Sharing the article I wrote early summer on the Saagie blog.
A significant stock price correction took place in April for two of the three major Hadoop distributions (Cloudera and Hortonworks – the third one, MapR, not being a publicly traded company). Since both companies took an almost simultaneous hit my take is that the underlying Hadoop technology explains the market correction to a large extent (see here and here other articles pointing this out).
Getting Hadoop to work for business is incredibly difficult and time-consuming (as a reference this excellent article explaining the efforts it took Uber to master big data). Corporates that invested massively in Hadoop-powered Datalakes are facing serious challenges to derive business value (to put it simply) or to transform themselves into data-centric organisations (as many consultants would phrase it).
The main reason for the lack of success is that the Hadoop distributed file system is only a building block of a fast-moving and complex eco-system of literally tens of different technologies, comprising storage, scheduling, real-time processing, query, deep-learning compute and analytics. These are cutting edge technologies, tend to be open source driven and change dramatically fast.
Datalakes versus Hadoop?
But does that mean that the era of datalakes is over? The answer is definitely no. Few would deny that bringing together heterogeneous data sources in a single location and perform powerful distributed analytics on top are key requirements for the modern enterprise.
However, the role of the underlying Hadoop (HDFS) technology is likely to decrease: on the one hand we’ll see commoditisation of Hadoop and on the other hand replacement by technologies that are more simple to use such as Amazon‘s S3.
And that is the real reason why the cathedrals (or silos if you wish) build around a Hadoop distribution have shaky foundations that do not justify their high stock market valuations.

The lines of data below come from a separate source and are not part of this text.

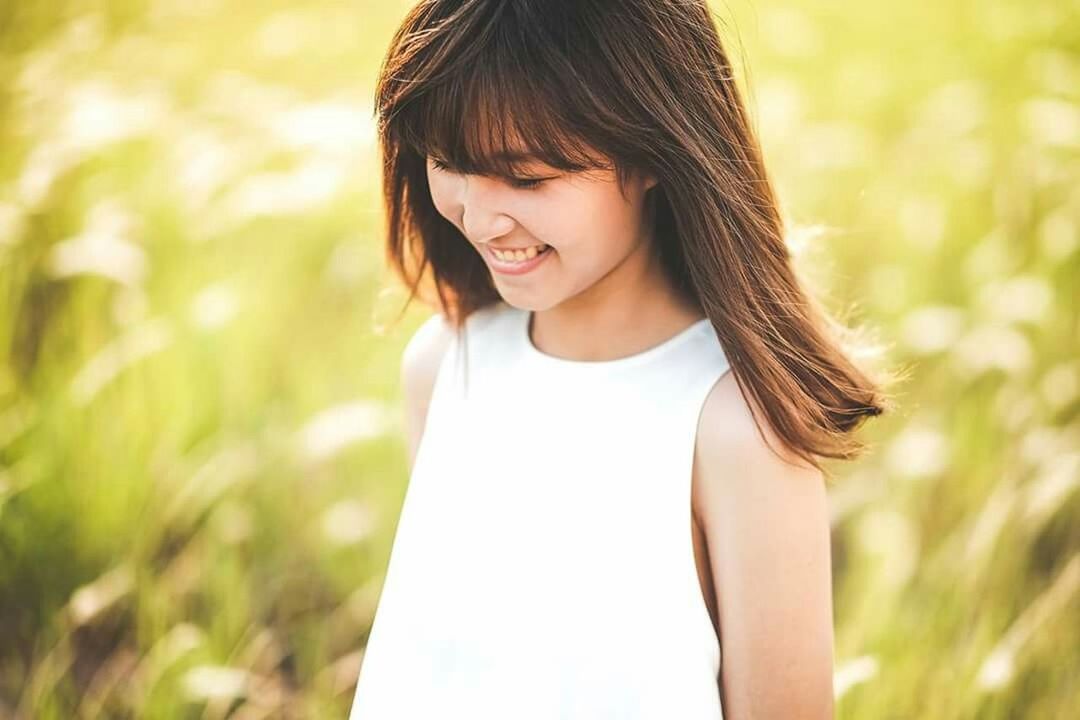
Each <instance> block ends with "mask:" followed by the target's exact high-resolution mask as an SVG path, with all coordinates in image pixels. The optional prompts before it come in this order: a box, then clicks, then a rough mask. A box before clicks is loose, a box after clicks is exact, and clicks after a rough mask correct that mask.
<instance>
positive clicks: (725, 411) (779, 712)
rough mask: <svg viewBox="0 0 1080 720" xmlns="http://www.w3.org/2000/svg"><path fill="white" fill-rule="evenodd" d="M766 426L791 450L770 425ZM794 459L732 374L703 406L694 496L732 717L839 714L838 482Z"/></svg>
mask: <svg viewBox="0 0 1080 720" xmlns="http://www.w3.org/2000/svg"><path fill="white" fill-rule="evenodd" d="M762 431H764V432H765V433H766V437H768V438H769V444H770V445H771V446H772V448H775V449H777V450H778V451H781V450H780V448H781V445H780V440H779V438H777V437H775V435H773V434H772V432H771V430H769V427H768V425H767V424H766V423H765V422H764V421H762ZM781 452H783V451H781ZM784 457H785V459H783V460H782V459H781V458H779V457H777V454H775V453H774V452H773V451H772V450H771V449H770V448H769V447H768V446H767V445H766V443H765V440H764V439H762V438H761V434H760V433H759V431H758V429H757V427H756V426H755V425H754V422H753V417H752V410H751V406H750V405H748V404H747V402H746V400H745V399H744V398H743V396H742V394H741V393H740V391H739V388H738V385H737V384H735V380H734V377H733V375H732V373H730V372H729V373H728V375H727V376H725V377H724V378H723V379H721V380H720V381H719V382H718V383H717V384H716V386H715V388H714V389H713V392H712V393H710V396H708V398H706V400H705V406H704V408H703V409H702V416H701V419H700V424H699V427H698V444H697V449H696V452H694V490H693V493H694V512H696V514H697V515H698V520H699V522H700V524H701V526H702V528H703V530H704V533H705V536H706V545H707V548H708V558H710V567H711V570H712V574H713V581H714V585H715V593H716V598H717V606H718V610H717V612H718V617H719V626H720V640H721V653H723V665H721V683H720V684H721V695H723V702H724V710H725V712H724V717H725V718H726V720H771V719H778V720H779V719H781V718H784V719H787V718H800V719H813V720H824V719H826V718H829V719H831V718H833V717H834V702H833V598H832V561H831V557H829V518H828V506H827V492H826V486H825V481H824V478H823V477H822V475H821V473H820V472H819V471H818V470H815V468H813V467H811V466H809V465H807V464H805V463H804V462H802V461H800V460H797V459H795V458H794V457H793V456H791V454H789V453H784Z"/></svg>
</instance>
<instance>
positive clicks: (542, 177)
mask: <svg viewBox="0 0 1080 720" xmlns="http://www.w3.org/2000/svg"><path fill="white" fill-rule="evenodd" d="M431 164H432V166H433V167H435V168H437V169H441V171H447V172H450V173H453V172H454V169H453V168H451V167H450V166H449V165H447V164H446V163H444V162H441V161H440V160H436V159H435V158H432V159H431ZM546 179H549V178H543V177H540V178H525V177H510V178H507V181H508V182H510V184H511V185H512V186H513V187H515V188H517V189H519V190H535V189H536V188H539V187H540V184H541V182H543V181H544V180H546Z"/></svg>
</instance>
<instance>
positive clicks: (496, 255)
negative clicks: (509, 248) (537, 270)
mask: <svg viewBox="0 0 1080 720" xmlns="http://www.w3.org/2000/svg"><path fill="white" fill-rule="evenodd" d="M497 253H498V254H497ZM484 254H485V255H487V258H488V264H490V266H491V268H492V269H495V270H496V271H498V272H501V273H503V274H507V275H521V274H524V273H526V272H530V271H531V270H534V269H535V268H537V267H538V266H539V264H540V263H541V262H543V261H544V260H545V259H546V258H548V256H549V255H551V254H552V250H551V246H550V245H543V244H540V245H534V246H531V247H528V248H525V249H523V250H522V249H519V250H515V252H513V253H511V252H507V253H501V252H499V250H496V249H495V248H492V247H485V248H484ZM500 255H501V256H502V257H500ZM517 258H521V259H517Z"/></svg>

So what’s needs to be done?
The objective is to move up the value chain, getting away from the storage, compute and infrastructure and concentrate on creating and industrializing intelligent, AI-driven applications that really deliver business value.

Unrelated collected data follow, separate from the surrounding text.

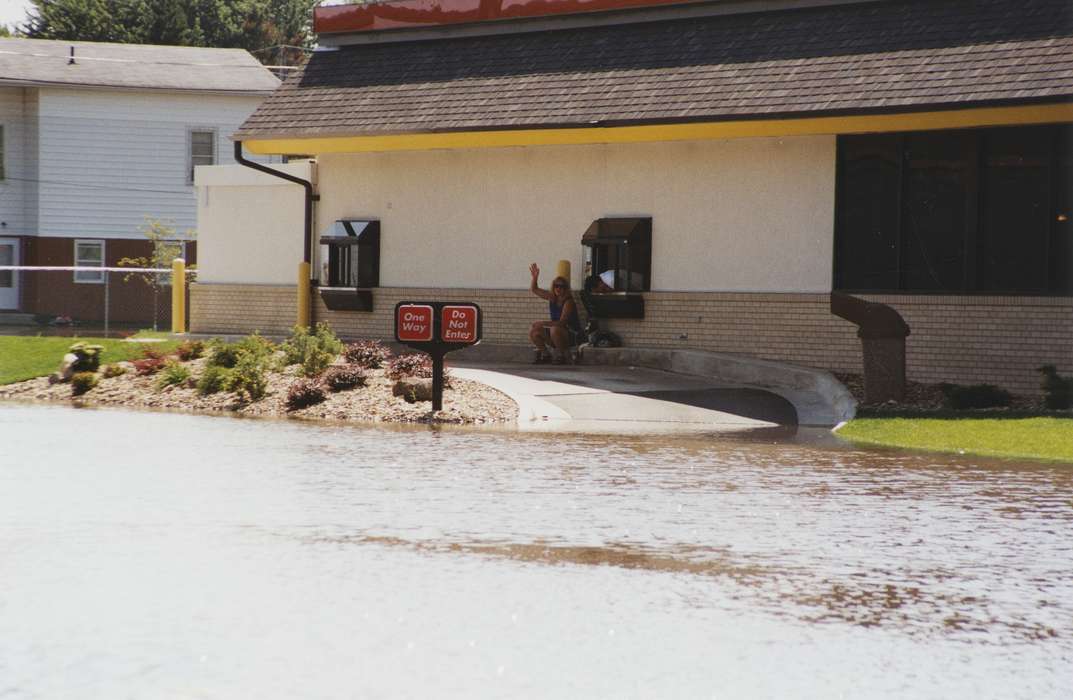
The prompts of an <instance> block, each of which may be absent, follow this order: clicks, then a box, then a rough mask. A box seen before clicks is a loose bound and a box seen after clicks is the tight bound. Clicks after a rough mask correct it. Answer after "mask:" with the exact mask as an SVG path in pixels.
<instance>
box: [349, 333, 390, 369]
mask: <svg viewBox="0 0 1073 700" xmlns="http://www.w3.org/2000/svg"><path fill="white" fill-rule="evenodd" d="M343 355H344V356H346V358H347V362H349V363H350V364H352V365H357V366H358V367H364V368H366V369H379V368H380V367H382V366H383V365H384V363H385V362H387V361H388V360H389V359H391V356H392V351H391V350H388V349H387V348H385V347H384V344H382V342H381V341H380V340H358V341H357V342H351V344H350V345H348V346H347V348H346V350H343Z"/></svg>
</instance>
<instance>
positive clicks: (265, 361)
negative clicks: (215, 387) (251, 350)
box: [227, 352, 270, 402]
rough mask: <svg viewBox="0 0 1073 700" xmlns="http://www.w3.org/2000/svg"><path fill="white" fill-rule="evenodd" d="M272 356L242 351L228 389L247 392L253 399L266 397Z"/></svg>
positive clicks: (232, 372) (259, 398) (249, 398)
mask: <svg viewBox="0 0 1073 700" xmlns="http://www.w3.org/2000/svg"><path fill="white" fill-rule="evenodd" d="M269 363H270V356H268V355H259V354H256V353H255V352H240V353H239V354H238V362H237V363H235V367H234V369H232V370H231V380H230V381H229V382H227V389H230V390H231V391H233V392H235V393H238V394H246V396H247V397H248V398H249V399H250V400H252V402H255V400H260V399H262V398H264V395H265V392H266V391H267V390H268V377H267V375H268V365H269Z"/></svg>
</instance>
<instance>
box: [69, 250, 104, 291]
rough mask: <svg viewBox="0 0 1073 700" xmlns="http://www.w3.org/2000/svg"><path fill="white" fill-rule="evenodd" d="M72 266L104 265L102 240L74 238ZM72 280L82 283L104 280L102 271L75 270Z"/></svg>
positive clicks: (97, 282)
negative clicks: (73, 257)
mask: <svg viewBox="0 0 1073 700" xmlns="http://www.w3.org/2000/svg"><path fill="white" fill-rule="evenodd" d="M74 266H75V267H104V242H103V240H75V242H74ZM74 281H76V282H84V283H101V282H103V281H104V272H103V271H91V269H87V271H83V269H79V271H76V272H75V274H74Z"/></svg>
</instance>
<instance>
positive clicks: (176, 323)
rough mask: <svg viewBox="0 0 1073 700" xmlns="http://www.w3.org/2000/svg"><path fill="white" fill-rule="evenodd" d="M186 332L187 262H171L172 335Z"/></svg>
mask: <svg viewBox="0 0 1073 700" xmlns="http://www.w3.org/2000/svg"><path fill="white" fill-rule="evenodd" d="M186 332H187V261H186V260H183V259H182V258H176V259H175V260H173V261H172V333H175V334H180V333H186Z"/></svg>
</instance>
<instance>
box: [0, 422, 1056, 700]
mask: <svg viewBox="0 0 1073 700" xmlns="http://www.w3.org/2000/svg"><path fill="white" fill-rule="evenodd" d="M1071 563H1073V466H1071V465H1055V464H1038V463H1015V462H1002V461H996V460H986V458H975V457H969V456H945V455H943V456H937V455H927V454H920V453H907V452H899V451H864V450H857V449H852V448H848V447H846V446H841V444H839V443H838V442H837V441H836V440H835V439H834V438H831V437H827V436H825V435H824V434H822V433H795V432H793V431H782V429H777V431H771V432H761V433H753V434H748V435H725V434H722V435H711V436H703V435H700V436H697V435H694V436H689V437H674V436H665V435H664V436H649V437H646V436H635V437H623V436H615V437H599V436H580V435H547V434H539V435H536V434H517V433H513V432H504V431H500V432H488V431H484V432H481V431H462V429H430V428H428V427H418V428H388V427H368V428H366V427H354V426H332V425H311V424H308V423H298V422H293V421H263V420H236V419H224V418H207V417H195V415H185V414H167V413H134V412H126V411H119V410H78V409H72V408H67V407H43V406H21V405H0V697H2V698H20V699H21V698H78V699H79V700H85V699H93V698H108V699H113V698H212V699H215V698H220V699H224V698H227V699H231V698H303V699H307V698H411V697H412V698H791V697H792V698H840V697H844V698H917V697H920V698H946V699H949V698H971V699H972V700H980V699H982V698H1003V699H1005V698H1056V699H1057V698H1069V697H1070V696H1069V689H1070V687H1071V685H1070V680H1071V677H1073V574H1071V567H1073V564H1071Z"/></svg>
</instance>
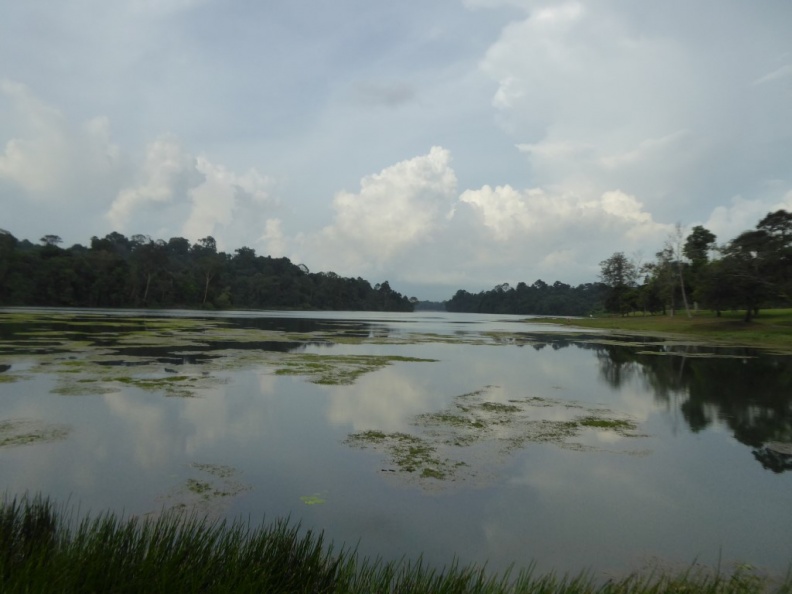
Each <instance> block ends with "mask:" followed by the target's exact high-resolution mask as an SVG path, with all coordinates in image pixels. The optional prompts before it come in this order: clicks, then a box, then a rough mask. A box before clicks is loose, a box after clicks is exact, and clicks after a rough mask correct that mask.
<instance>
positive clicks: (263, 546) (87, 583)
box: [0, 498, 792, 594]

A new generation of companies is taking up this challenge: master the complex and open data eco-system and bridge the gap between IT (operationalization of analytics while taking into account compliance and security constraints) and business (self-service and collaboration).
Three key concepts will drive this revolution:
- Embrace the eco-system – Innovation takes place at breakneck speed. Closed systems won’t be able to follow the pace of innovation. The market needs an open, agnostic and up-to-date technology toolbox with automated data pipelines to bring data experiments to production. At the same time such a platform should be extensive (by using Docker for instance) while being fully integrated within existing IT tools for scheduling, monitoring and DevOps. Reducing the complexity of making different data and analytics technologies work together is of vital importance. Resources can then be optimized for developing business use cases and the corresponding skill-sets that will drive short and long-term ROI.

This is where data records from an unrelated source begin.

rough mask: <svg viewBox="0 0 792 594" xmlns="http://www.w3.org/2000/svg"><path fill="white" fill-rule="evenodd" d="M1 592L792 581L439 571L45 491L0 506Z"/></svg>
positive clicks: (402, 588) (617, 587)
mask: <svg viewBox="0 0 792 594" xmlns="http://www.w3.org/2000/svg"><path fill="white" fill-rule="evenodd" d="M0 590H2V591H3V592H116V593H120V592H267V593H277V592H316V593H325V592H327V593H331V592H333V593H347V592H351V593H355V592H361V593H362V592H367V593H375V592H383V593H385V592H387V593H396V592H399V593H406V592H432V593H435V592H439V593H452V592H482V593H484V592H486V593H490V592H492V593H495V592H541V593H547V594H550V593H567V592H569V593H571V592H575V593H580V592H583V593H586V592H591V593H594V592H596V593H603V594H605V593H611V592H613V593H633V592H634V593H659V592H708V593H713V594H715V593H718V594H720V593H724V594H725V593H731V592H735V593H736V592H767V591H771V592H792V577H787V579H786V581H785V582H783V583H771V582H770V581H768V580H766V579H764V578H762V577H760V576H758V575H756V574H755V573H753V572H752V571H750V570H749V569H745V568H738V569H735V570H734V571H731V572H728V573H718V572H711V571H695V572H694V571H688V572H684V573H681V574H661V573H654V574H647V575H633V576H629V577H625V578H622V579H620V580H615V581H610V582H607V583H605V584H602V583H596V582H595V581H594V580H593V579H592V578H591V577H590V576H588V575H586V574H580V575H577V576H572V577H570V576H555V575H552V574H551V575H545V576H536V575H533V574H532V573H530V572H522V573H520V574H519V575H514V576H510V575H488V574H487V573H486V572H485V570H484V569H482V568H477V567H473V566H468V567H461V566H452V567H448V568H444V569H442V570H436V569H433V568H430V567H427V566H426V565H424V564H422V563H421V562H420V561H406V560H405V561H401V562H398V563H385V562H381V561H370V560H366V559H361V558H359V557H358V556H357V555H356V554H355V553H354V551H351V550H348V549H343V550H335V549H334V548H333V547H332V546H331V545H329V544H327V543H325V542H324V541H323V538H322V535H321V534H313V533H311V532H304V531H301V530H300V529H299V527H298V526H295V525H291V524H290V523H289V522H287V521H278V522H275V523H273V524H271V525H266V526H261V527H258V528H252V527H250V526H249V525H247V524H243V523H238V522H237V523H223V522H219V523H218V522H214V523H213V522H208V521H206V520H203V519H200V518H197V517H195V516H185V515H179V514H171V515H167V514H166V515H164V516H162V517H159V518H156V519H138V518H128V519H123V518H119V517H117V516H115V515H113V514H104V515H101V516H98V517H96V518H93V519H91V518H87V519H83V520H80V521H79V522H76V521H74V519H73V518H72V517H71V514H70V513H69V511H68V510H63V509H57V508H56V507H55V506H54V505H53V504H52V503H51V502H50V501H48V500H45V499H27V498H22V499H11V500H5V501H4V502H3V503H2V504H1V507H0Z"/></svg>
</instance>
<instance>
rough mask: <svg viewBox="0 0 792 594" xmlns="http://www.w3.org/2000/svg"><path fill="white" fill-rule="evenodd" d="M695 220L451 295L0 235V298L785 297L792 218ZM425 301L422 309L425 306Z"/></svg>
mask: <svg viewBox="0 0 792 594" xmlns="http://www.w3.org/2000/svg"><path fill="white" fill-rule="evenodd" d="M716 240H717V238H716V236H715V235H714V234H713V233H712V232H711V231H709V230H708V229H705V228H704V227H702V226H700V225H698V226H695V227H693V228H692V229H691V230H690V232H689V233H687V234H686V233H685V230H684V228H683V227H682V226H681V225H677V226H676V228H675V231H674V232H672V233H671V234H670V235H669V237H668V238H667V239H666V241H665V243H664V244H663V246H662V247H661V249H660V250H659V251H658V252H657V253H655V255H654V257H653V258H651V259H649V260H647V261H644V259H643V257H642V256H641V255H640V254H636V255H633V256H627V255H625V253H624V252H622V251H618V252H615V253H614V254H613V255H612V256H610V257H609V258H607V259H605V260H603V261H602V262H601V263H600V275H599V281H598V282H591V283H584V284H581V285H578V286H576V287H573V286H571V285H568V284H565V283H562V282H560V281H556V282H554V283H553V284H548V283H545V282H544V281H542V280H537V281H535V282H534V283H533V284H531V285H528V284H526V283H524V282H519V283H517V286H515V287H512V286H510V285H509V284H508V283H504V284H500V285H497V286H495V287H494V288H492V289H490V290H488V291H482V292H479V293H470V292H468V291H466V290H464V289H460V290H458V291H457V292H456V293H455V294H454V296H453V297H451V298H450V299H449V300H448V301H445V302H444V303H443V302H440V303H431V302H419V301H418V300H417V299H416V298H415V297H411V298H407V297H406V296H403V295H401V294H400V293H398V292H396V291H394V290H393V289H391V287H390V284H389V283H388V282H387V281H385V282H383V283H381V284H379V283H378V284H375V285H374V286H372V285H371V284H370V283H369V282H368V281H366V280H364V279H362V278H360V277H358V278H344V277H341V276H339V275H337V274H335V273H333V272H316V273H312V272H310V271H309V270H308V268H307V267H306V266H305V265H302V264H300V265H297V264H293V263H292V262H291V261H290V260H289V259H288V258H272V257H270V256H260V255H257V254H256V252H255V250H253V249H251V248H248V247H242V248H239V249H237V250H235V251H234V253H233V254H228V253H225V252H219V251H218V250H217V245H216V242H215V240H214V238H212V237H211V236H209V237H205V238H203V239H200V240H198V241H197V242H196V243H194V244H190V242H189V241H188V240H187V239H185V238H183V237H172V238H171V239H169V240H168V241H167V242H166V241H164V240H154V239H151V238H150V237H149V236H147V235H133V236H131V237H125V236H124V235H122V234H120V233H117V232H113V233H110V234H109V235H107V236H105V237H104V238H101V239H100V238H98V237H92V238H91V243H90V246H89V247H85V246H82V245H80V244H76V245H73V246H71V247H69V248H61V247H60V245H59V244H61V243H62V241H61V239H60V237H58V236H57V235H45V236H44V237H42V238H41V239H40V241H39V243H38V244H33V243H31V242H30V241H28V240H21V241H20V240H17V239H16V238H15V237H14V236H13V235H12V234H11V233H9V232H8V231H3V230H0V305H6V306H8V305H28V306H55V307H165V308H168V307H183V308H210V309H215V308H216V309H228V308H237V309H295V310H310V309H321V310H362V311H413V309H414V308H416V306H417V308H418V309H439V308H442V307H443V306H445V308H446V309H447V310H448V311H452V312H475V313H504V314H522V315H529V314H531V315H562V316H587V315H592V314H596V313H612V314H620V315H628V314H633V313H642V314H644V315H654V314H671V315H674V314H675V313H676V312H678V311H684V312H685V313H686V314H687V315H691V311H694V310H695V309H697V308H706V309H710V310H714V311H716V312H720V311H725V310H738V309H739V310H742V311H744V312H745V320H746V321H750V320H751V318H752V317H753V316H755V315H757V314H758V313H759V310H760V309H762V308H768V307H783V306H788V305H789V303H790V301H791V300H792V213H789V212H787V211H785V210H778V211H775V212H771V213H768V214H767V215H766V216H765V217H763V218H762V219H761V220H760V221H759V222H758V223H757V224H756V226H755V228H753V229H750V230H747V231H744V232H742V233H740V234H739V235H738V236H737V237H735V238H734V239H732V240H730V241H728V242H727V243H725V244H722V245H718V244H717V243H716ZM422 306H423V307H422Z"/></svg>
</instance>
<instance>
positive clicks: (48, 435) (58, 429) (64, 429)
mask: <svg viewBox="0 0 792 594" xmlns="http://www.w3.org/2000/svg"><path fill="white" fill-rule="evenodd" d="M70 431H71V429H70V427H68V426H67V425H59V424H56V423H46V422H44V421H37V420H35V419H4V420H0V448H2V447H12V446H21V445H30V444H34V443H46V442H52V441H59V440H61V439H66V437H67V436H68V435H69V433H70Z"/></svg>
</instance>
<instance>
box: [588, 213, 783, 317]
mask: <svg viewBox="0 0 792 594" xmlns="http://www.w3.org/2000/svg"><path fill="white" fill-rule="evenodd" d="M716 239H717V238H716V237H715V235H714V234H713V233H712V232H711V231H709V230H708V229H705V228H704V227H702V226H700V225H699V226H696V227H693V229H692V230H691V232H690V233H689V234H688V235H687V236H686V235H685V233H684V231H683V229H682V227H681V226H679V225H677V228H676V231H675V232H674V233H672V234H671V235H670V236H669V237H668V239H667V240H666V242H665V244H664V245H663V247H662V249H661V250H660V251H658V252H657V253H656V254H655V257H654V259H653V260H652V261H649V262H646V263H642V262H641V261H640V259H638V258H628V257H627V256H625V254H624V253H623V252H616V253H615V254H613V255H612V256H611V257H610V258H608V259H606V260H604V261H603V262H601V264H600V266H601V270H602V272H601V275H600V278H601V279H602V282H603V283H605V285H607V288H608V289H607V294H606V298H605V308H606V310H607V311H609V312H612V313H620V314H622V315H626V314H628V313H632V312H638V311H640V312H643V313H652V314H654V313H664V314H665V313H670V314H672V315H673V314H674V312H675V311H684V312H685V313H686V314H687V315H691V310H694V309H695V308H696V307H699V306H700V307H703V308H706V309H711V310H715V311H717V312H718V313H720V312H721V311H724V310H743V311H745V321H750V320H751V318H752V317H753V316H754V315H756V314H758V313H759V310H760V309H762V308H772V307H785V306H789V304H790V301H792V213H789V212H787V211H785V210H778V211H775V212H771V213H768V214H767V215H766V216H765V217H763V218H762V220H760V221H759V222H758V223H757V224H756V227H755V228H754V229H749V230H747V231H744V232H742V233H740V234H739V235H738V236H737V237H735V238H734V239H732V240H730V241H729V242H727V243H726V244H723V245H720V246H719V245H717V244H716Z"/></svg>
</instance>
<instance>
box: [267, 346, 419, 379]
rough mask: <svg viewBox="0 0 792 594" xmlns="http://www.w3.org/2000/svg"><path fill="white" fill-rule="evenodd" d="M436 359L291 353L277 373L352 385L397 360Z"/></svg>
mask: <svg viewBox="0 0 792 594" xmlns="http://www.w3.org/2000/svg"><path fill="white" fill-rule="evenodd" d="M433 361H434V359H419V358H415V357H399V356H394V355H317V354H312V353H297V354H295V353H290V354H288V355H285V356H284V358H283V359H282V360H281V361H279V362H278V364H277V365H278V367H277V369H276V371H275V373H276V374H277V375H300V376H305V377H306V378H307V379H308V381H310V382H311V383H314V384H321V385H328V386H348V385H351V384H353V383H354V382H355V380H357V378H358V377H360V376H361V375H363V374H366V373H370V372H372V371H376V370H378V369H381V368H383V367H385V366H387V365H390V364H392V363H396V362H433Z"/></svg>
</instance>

- Build a data community – Technology is an enabler. It’s the people that ultimately drive organisational change. Different types of users (analysts, data-engineers, data owners, DevOps, data-scientists, IT-ops…) need access to a shared and documented data portal that provides self-service tools and the capability to work collaboratively on data projects. These projects lead to smart applications with the community ensuring a virtuous feedback loop.
- Deploy flexibly, govern globally – We are living in a complex world with lots of legacy systems, and a combination of cloud-based and on-premise requirements. The glue that links the various infrastructure deployment options together is based on containers, and in particular the emerging Kubernetes market standard. Solutions will be increasingly hybrid with different parts of an organisation using different ways to store and process data. A global governance on data projects is not only mandatory for compliance reasons but also ensures cross-fertilization between different business units and functional teams.